キノと釵廩はホテルのベッドに寝そべり、だらけていた。今の季節は夏。クーラーもつけたばかりでひんやりともしていなかった。
「暑い……」
そんな中、キノが呟いた。
『だいぶ本格的に暑くなってきたね……。川で泳ぎたい気分だよぅ』
それに釵廩も便乗して呟いた。……そんな二人を見て、エルメスがなだめた。
「もうちょっとしたらクーラーで涼しくなるんだからそれまでの我慢だよ、二人共」
「あぁ……」
けれども、あまり効果はなかった。二人は変わらずベッドの上でだらだらとうなだれている。
不意に、暑さに平気そうなモトラド達に釵廩が言った。
『……いいよね、ピュシス達は。暑さとか平気そうだし』
「そうですか?……まぁ、平気ですけど」
羨ましい、と思いつつ何か冷たいものはないか、と頭の中で巡らせる。

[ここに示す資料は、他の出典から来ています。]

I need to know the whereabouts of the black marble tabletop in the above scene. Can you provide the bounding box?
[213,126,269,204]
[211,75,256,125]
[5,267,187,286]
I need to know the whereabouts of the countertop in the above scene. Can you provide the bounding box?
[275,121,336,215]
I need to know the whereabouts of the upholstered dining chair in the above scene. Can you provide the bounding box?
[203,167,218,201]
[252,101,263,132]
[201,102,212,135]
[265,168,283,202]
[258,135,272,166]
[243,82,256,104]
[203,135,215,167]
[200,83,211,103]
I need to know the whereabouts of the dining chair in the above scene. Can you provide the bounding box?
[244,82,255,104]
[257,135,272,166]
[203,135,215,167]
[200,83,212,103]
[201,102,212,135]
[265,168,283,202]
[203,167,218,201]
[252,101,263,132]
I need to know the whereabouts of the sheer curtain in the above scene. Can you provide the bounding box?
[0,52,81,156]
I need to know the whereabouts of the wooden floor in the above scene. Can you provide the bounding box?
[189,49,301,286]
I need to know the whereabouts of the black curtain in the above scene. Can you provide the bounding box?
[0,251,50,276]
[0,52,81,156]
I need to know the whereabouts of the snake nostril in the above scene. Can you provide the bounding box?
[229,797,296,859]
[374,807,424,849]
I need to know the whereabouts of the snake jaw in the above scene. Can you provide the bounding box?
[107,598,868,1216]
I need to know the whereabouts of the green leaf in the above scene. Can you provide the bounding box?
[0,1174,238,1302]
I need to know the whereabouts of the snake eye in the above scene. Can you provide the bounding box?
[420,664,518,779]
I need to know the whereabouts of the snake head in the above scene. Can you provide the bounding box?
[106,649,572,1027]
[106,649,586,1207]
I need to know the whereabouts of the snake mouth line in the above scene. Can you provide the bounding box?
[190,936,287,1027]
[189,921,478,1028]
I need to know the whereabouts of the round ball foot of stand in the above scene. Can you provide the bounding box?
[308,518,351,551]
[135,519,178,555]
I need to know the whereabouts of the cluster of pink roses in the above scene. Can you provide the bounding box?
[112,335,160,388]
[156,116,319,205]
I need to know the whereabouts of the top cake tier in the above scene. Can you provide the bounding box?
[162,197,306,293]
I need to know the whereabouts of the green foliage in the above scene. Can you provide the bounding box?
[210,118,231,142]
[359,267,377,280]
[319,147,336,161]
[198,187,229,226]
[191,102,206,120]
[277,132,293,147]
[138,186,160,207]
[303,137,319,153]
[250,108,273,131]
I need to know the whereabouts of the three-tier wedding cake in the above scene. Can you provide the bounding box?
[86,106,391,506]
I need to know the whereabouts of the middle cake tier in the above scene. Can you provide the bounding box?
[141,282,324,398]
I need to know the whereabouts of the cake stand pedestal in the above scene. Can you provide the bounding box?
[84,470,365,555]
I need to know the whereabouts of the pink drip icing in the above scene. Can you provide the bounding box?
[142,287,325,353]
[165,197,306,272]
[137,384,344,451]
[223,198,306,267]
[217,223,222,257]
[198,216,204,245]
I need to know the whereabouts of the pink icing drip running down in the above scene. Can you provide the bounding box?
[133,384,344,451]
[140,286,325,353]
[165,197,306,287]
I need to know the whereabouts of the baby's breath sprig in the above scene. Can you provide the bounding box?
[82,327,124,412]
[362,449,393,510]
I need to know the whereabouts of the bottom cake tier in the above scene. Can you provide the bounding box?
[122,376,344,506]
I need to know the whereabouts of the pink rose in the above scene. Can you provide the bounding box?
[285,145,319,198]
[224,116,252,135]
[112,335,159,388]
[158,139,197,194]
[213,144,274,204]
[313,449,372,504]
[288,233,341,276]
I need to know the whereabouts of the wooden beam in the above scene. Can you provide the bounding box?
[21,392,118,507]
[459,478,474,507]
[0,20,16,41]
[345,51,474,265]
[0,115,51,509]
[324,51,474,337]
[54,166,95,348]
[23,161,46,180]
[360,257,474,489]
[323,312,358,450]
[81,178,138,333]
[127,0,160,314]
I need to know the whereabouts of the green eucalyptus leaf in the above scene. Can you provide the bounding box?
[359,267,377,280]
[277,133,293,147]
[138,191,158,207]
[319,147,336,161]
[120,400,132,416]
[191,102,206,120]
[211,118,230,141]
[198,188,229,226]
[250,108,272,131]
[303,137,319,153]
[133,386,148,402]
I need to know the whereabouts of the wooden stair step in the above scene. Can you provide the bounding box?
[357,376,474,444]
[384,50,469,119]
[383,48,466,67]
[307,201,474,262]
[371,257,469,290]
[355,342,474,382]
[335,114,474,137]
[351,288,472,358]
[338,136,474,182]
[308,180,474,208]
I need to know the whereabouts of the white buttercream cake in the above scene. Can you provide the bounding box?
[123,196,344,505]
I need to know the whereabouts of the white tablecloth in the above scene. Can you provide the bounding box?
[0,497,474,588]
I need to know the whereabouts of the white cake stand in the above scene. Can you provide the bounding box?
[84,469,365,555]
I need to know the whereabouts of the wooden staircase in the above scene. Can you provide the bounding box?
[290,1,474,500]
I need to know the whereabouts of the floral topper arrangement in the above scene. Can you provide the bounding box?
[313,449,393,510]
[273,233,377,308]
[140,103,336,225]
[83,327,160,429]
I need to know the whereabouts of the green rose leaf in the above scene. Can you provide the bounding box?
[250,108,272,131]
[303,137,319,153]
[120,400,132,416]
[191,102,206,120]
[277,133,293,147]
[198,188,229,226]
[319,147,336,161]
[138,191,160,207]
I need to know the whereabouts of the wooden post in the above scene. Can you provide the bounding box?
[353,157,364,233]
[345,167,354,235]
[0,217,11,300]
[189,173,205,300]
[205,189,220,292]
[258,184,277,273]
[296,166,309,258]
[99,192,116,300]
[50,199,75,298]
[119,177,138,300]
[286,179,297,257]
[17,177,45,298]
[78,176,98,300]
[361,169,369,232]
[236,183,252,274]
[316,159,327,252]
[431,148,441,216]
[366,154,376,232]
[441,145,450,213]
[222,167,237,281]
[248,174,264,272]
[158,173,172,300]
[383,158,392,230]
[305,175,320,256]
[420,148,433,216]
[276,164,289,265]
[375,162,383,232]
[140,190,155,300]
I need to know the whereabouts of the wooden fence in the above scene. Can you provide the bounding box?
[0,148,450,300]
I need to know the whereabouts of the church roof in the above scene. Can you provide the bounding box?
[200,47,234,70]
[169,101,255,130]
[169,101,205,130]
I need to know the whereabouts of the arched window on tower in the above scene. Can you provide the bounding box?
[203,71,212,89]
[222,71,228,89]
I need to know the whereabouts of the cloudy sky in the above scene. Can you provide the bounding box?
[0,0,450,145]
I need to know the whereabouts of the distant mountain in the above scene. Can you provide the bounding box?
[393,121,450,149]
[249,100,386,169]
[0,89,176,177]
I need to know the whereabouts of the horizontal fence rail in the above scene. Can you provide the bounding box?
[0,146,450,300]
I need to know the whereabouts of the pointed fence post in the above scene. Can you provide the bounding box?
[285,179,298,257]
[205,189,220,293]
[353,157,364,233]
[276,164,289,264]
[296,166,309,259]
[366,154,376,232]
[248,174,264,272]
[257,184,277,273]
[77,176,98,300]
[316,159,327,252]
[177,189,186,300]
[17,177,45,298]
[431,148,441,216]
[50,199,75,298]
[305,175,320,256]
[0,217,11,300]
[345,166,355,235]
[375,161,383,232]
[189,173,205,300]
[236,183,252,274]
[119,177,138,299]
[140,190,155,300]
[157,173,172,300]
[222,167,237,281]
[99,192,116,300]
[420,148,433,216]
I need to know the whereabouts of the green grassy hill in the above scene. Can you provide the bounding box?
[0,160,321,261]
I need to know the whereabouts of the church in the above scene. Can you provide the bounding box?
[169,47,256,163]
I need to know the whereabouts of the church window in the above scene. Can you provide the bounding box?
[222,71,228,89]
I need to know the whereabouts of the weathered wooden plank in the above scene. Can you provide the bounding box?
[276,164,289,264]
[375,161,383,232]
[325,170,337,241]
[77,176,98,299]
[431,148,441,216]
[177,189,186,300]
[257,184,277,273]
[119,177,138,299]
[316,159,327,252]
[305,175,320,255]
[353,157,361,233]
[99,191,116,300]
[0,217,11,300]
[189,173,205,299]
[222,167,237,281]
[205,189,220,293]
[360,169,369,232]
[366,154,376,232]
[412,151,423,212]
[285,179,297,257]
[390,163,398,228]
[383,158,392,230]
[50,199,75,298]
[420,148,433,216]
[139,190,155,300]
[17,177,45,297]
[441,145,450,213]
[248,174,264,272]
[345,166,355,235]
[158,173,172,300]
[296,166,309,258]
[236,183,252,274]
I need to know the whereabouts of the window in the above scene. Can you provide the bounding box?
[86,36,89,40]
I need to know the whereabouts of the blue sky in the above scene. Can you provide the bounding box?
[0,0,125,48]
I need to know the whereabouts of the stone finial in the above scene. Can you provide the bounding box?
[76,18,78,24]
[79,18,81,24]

冷たいものといえば冷凍庫や冷蔵庫、だ。
そして、
『……あ、氷ー氷ー。冷凍庫の、中、に……あったー!……もごもご』
冷凍庫の中にあった氷を口に含んだ。ひやりと冷たさが口を伝う。まぁまぁ、ましになったなぁ。……そんな釵廩を見ていたキノが言葉を発した。
「氷なんて食べて美味しい?」
『んーん。けど、冷たいから』
「そう……」
釵廩は、キノも欲しいのかな、と思い訊いた。
『食べる?』
「いや、いい。……けど、ちょっと」
キノが手招きをする。
それに習ってキノに近寄った。
『?どうしたの……って、んっ、』
ぐい、とキノに腕を引っ張られ、キノに覆い被さるように倒れ込む。
ちゅ、とキノの唇と自分のそれが、重なる。
「ん……冷たい」
『そりゃあね。氷食べてるもん。でも、ひんやりしてて、気持ち良いでしょ?』
お互いに顔が近いまま言葉を交わす。
「うん、」
そうして、また唇を重ねた。重なる度に、深くなっていく。
『う、んっ、……はっ、ふぁ、………き、のぉ、』
「…ん、…はぁ、ふ、」
氷は融け、いつの間にか体勢が逆転していて、今度はキノが釵廩に覆い被さるようになっていた。……そして、唇の温度が夏の暑さに比例していくように、じんわりと、熱くなっていく。キスで頭がぼぉ、として、お互いの熱に酔っていく。それはまるで、熱中症のように。
**
モトラドさん達が途中から空気な件についてww
.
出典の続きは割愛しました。